Barnard’s Student Government Association has formed a council to advise a top administrator on financial policy in response to a perceived lack of transparency.
Last semester, Barnard administrators introduced a policy requiring students to pay full-time enrollment fees for all four years of college, ending a practice that allowed part-time students to pay part-time tuition. The change was met with widespread student opposition, in large part because students said they were not consulted on the decision.
Six students will sit on the Financial Advisory Council and offer input to Barnard Chief Operating Officer Greg Brown.
“I need to hear from the students what issues relative to the finance of the college are important to them, and they need to hear from me what I think is going on with the college so there is greater transparency,” Brown said.
Naomi Cooper, BC ’12 and SGA’s vice president of finance, said she hopes the FAC will serve as a “sounding board for decisions that the college is going to make.”
Cooper said she approached Brown after an SGA town hall in November during which members of Occupy Columbia University expressed discontent with the administration’s decision.
Rachel Ferrari, BC ’13 and vice president of student government for SGA, said that she hopes the council’s existence will make students more accepting of future policy changes.
“We want them to receive it better than how the enrollment policy was received, because I think that’s still on people’s minds,” said Ferrari, who is a member of the council.
Brown said he doesn’t want students to feel left in the dark about administrative decisions.
“Sometimes a decision gets made and students feel like they weren’t part of the conversation. And this is hopefully going to stop that,” Brown said.
At the council’s first meeting last week, Brown explained how Barnard’s budget is allocated and how student tuition money is used. One of the major issues the group will tackle this semester is financial aid.

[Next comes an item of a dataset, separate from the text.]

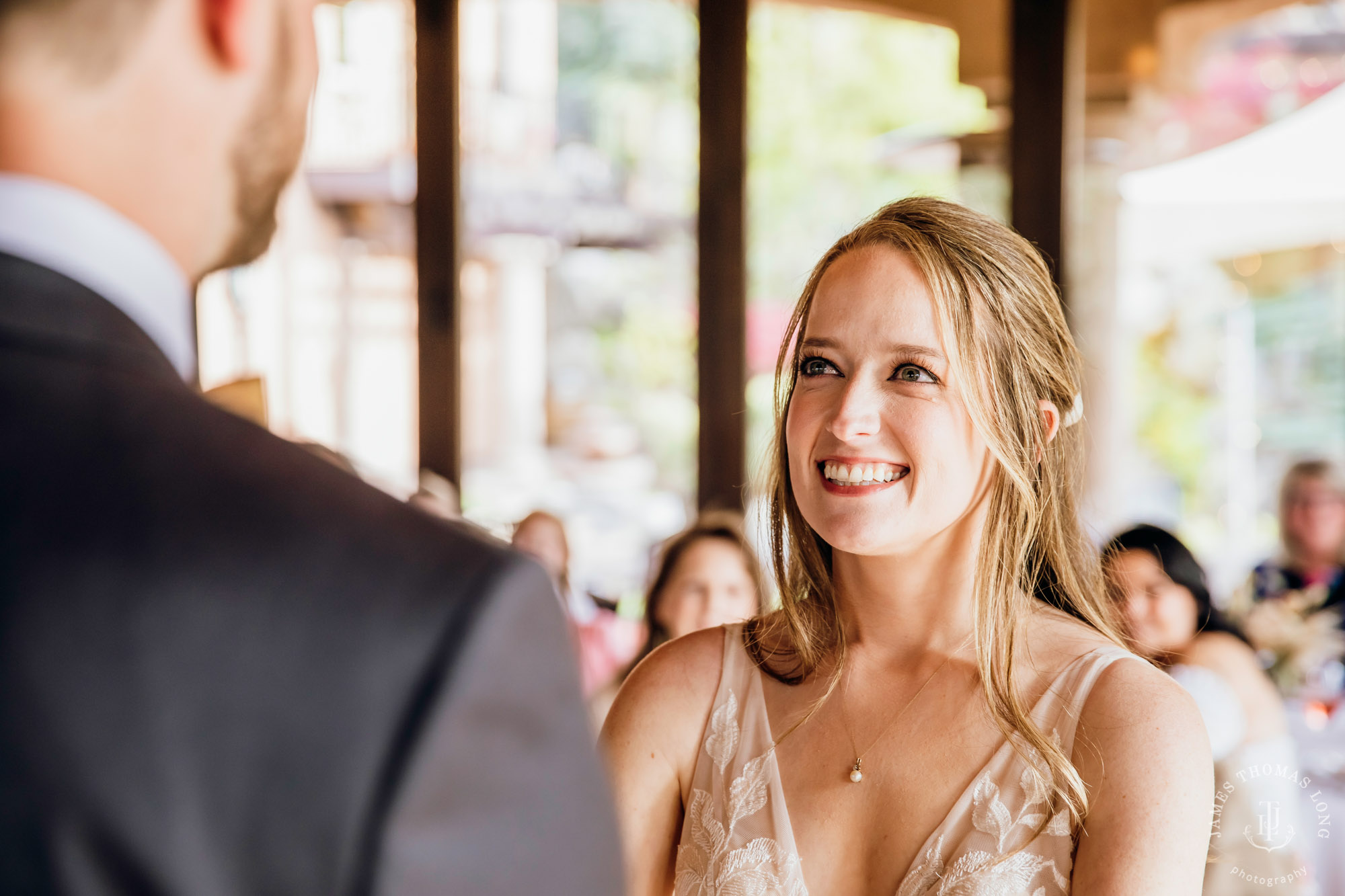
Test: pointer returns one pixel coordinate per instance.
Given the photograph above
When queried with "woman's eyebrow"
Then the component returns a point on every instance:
(896, 349)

“Financial aid is really a key issue for me and one that I have a lot of expertise in, but I need to understand from students what it’s actually like going through Barnard,” Brown said. “It’s that kind of thing where having the conversation makes for better administrative decisions.”
The council, which was formed at the end of January, is scheduled to meet four more times this semester. It is composed of two first-years, one sophomore, two juniors, and one senior, as well as a mix of council and non-council members.
“I know that we have students that will actually be involved next year,” Brown said. “What we’re trying to do is actually build a mechanism that’s more permanent.”
Ferrari said she found it “very touching” that Brown is taking student input into consideration before making financial decisions.
The first meeting “was pretty vanilla, but it set the stage for what should be really candid discussions with him,” Ferrari said. “I think he wants us to be honest with him so there’s no confusion when something is announced.”